Considering the foregoing in relation to the contract of lease between the parties herein, when PBM's corporate life
ended on January 19, 1977 and its 3-year period for winding up and liquidation expired on January 19, 1980, the
option of extending the lease was likewise terminated on January 19, 1977 because PBM failed to renew or extend
its corporate life in accordance with law. From then on, the respondents can exercise their right to terminate the
lease pursuant to the stipulations in the contract.
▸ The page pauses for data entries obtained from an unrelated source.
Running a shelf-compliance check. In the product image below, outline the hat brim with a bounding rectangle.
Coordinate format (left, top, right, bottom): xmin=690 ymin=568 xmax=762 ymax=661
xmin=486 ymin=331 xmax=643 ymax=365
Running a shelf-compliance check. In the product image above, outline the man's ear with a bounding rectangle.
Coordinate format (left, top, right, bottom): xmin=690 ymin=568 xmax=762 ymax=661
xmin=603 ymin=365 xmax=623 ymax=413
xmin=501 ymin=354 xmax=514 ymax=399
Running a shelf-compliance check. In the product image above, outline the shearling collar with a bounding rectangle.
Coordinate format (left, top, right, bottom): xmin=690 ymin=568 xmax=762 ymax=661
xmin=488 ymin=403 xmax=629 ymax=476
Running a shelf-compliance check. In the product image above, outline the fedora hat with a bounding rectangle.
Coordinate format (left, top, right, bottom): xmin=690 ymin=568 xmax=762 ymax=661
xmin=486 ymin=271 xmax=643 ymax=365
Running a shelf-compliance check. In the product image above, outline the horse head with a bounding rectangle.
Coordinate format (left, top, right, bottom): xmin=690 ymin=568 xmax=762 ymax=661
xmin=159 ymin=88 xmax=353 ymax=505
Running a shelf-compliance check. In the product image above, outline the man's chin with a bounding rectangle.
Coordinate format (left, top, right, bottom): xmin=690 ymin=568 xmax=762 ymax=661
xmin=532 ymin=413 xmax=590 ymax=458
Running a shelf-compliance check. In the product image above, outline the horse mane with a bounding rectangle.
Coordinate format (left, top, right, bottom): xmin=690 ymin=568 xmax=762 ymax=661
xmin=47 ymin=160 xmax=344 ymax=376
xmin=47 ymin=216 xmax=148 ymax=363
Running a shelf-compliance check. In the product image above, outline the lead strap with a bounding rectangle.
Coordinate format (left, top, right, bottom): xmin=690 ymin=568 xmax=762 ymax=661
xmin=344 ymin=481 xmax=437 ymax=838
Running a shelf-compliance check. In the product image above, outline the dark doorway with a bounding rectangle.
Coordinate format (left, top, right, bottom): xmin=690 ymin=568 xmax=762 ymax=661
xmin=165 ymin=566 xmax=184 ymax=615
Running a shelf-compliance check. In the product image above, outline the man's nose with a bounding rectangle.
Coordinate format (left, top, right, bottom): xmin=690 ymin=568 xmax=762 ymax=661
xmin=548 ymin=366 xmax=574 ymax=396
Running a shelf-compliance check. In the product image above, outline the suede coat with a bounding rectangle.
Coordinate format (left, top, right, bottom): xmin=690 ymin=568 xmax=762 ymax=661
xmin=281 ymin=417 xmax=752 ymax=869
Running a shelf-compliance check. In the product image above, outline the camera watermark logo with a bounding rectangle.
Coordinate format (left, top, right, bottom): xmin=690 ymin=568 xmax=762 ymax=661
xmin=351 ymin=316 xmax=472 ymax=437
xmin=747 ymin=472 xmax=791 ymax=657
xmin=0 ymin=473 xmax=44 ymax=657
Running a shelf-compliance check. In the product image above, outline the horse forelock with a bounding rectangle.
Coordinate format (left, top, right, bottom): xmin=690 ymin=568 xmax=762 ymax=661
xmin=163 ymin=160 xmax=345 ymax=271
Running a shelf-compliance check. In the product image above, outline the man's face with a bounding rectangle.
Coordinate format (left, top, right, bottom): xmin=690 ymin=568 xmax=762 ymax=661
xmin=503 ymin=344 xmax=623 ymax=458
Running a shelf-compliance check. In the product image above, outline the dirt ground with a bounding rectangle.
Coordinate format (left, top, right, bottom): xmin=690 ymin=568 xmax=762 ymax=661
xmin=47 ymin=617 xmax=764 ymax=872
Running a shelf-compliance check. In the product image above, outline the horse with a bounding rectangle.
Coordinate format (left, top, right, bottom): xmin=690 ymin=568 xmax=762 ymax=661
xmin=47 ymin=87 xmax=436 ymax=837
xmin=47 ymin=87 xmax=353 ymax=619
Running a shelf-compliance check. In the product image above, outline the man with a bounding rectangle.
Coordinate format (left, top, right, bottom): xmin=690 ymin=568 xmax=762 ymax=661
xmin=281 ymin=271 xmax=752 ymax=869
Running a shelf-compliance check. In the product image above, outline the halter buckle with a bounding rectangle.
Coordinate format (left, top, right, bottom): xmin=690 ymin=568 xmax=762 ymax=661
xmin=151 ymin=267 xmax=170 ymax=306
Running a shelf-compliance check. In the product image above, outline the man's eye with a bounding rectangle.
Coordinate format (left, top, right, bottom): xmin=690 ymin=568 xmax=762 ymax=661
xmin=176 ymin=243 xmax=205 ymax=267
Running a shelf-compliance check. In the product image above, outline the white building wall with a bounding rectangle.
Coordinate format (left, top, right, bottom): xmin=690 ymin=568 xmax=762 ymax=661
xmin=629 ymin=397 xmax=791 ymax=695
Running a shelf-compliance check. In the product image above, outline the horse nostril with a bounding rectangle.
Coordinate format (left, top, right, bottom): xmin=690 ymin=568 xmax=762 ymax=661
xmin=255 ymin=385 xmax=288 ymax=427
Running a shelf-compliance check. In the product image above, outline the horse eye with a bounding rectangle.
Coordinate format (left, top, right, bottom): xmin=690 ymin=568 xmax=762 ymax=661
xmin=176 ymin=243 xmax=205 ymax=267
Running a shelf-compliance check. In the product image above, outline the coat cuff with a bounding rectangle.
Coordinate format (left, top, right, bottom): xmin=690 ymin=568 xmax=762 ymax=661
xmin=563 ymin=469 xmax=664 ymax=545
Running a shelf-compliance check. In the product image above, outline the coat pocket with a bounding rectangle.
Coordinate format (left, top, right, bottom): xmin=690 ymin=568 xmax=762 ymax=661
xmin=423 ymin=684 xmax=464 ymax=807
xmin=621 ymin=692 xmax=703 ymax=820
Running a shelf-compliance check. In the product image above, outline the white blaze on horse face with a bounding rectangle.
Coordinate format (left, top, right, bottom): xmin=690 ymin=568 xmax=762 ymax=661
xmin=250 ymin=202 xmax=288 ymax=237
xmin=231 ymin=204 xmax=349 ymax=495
We now come to the question of the ownership over the improvements constructed by PBM over the leased
premises, which improvements were mortgaged in favor of PNB, petitioner herein.
The rights of the lessor and the lessee over the improvements which the latter constructed on the leased premises is
governed by Article 1678 of the Civil Code which provides:
Art. 1678. If the lessee makes, in good faith, useful improvements which are suitable to the use for
which the lease is intended, without altering the form or substance of the property leased, the lessor
upon the termination of the lease shall pay the lessee one-half of the value of the improvements at
that time. Should the lessor refuse to reimburse said amount, the lessee may remove the
improvements, even though the principal thing may suffer damage thereby. He shall not however,
cause any more impairment upon the property leased than is necessary. . . .
The aforequoted provision gives the lessee the right to remove the improvements if the lessor chooses not to pay
one-half of the value thereof. However, in the case at bar, the law will not apply because the parties herein have
stipulated in the contract their own terms and conditions concerning the improvements, to wit, that the lessee,
namely PBM, bound itself to remove the improvements before the termination of the lease. Petitioner PNB, as
assignee of PBM succeeded to the obligation of the latter under the contract of lease. It could not possess rights
more than what PBM had as lessee under the contract. Hence, petitioner was duty bound to remove the
improvements before the expiration of the period of lease as what we have already discussed in the preceding
paragraphs. Its failure to do so when the lease was terminated was tantamount to a waiver of its rights and interests
over the improvements on the leased premises.
In view of the foregoing, this Court finds that respondent court did not act with grave abuse of discretion in
directing the cancellation of entries on private respondents' certificates of title as set forth in the questioned order.
ACCORDINGLY, the petition is DISMISSED and the assailed orders of respondent court dated April 22, 1982,
September 14, 1982 and January 12, 1983 are AFFIRMED.
SO ORDERED.
Cruz, Grio-Aquino and Bellosillo, JJ., concur.